While I fully recognize that each of us has radically different lives, this made me laugh out loud. For those of us who joined the Army in our twenties (my hand is up) what you describe here is so far away from our reality that I nearly fell off my chair. Some of the generalities might work but depending on our gender, our race, our culture, the financial conditions of our lives, what you describe could sound like a pipe dream. This is in no way a criticism, Jessica, but simply an observation. When I was 25, everything competed for my time. My commanding officer, my military duties, American University professors, my troops. It was endless. I had no time for porn, movies, and even on weekends sleeping in was impossible. I often pulled all night duty. Of course since I’m older, Starbucks wasn’t even a pipe dream. I see lots of folks on Medium decrying the loss of their twenties, as though that had been a magical time (mine sucked, having been raped repeatedly at 22 and 23 but I am hardly alone in that regard). I also became seriously anorexic by the time I was 25. In many ways, my twenties SUCKED. Granted, that might have been forty plus years ago, but my bet is that a great many young people have many of the same battles and similar heartaches.

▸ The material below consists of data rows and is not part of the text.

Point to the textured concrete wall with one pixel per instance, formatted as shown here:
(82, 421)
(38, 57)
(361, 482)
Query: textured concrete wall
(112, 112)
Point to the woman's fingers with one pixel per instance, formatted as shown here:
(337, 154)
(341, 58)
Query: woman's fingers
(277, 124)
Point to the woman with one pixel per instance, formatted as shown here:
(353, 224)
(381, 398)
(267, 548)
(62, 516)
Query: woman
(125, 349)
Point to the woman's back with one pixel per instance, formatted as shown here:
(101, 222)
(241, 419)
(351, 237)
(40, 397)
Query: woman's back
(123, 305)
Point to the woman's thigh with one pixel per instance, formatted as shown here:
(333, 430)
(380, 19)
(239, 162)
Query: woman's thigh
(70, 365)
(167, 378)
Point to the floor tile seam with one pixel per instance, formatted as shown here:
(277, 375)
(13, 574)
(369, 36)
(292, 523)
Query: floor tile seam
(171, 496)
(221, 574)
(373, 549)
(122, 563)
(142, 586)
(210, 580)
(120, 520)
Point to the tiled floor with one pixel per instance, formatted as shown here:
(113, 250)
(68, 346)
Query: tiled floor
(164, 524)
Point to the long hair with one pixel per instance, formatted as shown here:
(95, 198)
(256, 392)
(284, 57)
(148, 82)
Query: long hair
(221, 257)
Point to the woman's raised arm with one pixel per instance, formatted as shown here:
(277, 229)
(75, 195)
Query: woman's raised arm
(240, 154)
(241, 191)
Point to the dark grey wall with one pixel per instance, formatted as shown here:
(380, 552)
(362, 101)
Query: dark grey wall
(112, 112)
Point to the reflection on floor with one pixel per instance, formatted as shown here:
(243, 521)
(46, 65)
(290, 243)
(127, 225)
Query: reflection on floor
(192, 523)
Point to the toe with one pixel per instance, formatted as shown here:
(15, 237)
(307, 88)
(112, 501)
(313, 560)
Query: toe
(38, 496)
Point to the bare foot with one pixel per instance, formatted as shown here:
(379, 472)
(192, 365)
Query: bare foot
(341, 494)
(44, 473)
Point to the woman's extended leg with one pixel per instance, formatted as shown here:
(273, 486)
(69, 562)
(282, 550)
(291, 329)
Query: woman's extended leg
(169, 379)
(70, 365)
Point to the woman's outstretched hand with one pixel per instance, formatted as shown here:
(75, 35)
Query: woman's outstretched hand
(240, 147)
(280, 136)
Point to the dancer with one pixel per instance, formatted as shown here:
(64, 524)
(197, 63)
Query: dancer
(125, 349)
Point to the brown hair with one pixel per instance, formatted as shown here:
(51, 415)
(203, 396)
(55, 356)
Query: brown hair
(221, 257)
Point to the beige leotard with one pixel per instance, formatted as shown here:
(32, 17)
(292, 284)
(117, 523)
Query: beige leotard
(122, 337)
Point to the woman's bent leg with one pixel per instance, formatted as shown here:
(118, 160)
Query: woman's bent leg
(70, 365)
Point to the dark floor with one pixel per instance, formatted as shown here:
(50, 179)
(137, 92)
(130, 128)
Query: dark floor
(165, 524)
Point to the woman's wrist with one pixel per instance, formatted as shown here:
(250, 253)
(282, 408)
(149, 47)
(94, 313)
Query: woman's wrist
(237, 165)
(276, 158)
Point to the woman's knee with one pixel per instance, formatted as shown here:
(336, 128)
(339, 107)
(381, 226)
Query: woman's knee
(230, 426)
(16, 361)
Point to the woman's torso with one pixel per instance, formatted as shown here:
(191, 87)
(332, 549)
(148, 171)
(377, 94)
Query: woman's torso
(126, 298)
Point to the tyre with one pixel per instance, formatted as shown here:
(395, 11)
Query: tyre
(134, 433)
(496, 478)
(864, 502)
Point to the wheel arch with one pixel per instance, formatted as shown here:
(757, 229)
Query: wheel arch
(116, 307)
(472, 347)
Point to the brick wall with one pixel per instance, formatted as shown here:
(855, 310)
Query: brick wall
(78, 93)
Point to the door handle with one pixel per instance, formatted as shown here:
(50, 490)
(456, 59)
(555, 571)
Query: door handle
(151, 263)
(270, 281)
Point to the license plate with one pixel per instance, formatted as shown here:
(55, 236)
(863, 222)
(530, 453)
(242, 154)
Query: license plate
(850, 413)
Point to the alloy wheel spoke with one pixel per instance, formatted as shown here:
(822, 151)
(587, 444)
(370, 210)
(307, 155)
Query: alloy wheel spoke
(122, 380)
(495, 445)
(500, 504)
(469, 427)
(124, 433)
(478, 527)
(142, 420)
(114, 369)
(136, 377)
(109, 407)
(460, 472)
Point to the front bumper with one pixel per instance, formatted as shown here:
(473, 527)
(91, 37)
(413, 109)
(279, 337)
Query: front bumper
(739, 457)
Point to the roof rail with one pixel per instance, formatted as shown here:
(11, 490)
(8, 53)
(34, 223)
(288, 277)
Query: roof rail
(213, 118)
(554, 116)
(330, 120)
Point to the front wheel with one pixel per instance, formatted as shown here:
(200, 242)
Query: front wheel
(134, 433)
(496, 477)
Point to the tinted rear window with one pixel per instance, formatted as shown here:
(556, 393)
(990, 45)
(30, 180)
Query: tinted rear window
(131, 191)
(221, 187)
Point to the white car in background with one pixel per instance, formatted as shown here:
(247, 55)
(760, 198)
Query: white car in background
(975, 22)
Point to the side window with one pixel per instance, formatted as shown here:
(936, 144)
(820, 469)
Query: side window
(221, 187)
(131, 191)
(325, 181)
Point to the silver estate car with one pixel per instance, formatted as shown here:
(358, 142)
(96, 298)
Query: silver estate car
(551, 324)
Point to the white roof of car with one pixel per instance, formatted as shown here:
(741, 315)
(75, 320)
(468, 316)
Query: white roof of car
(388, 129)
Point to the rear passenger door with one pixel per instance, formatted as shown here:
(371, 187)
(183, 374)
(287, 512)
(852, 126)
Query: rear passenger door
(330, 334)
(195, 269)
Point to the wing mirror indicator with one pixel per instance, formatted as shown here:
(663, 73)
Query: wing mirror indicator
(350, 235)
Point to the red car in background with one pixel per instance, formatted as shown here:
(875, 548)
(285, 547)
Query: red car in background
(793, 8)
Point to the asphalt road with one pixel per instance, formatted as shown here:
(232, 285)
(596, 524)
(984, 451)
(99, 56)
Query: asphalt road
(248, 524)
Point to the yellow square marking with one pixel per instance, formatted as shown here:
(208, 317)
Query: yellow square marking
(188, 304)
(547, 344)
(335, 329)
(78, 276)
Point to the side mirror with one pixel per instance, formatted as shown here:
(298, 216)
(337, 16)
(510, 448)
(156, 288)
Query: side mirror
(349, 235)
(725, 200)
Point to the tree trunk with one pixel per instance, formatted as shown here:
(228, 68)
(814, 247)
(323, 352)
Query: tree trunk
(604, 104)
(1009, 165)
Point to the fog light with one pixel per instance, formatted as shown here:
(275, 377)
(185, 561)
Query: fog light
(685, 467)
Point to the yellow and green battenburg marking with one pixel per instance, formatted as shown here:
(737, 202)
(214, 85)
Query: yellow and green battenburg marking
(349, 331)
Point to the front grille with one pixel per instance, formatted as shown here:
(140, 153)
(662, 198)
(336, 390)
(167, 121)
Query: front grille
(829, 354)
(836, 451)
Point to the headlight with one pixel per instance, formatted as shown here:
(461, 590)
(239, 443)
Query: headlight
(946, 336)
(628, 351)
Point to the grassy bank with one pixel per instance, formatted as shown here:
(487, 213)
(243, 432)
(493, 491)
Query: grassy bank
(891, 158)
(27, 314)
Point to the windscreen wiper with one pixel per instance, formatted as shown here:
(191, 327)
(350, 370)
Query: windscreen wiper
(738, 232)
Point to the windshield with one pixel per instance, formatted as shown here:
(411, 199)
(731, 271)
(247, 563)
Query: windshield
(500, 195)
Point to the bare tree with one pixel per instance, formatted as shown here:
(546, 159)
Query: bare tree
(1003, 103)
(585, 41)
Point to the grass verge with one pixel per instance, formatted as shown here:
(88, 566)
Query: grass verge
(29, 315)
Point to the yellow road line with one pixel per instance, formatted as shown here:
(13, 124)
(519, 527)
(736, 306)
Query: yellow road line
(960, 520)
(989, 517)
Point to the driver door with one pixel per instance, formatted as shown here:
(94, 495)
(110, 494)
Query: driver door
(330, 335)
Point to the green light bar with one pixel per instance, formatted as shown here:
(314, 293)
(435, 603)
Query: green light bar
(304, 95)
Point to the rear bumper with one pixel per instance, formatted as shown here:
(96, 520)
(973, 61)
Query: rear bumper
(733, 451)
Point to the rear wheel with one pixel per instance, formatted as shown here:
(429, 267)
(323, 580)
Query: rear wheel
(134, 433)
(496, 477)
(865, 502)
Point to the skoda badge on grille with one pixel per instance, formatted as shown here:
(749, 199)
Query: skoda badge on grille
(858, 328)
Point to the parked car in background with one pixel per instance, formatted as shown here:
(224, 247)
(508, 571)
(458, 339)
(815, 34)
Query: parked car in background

I find that so many of us wish, hope, desperately desire to be grown ups by 30. That everything is better. Well, perhaps. Some things may be. I think each successive decade brings a whole new set of gifts in the form of perspectives, relative knowledge and one hopes, wisdom. For my part as someone in my sixties, and I can only address what I know, I didn’t find genuine freedom or even a modicum of real success until I got my thumb out of my ass in my fifties. By then I’d largely won a lot of the battles I set in motion in my twenties. Again, this does not speak to anyone else but myself. However, I have found that a few more decades under my belt have offered me the beauty of the single thing that I didn’t have in my youth: Humor. Humor that is born of perspective, failure, shit sandwiches, face plants, fuck ups and endless reruns of lessons I sure as shit thought I’d learned by my forties. Nope. Still learning. We always will.
I wouldn’t want my life, my body, or even my unlined twenty-something face back. I didn’t appreciate what I had when I had it. Now I do. That is priceless, and rightly or wrongly, I think those things can only truly come with age, road rash and really, really, REALLY bad sex. But I digress.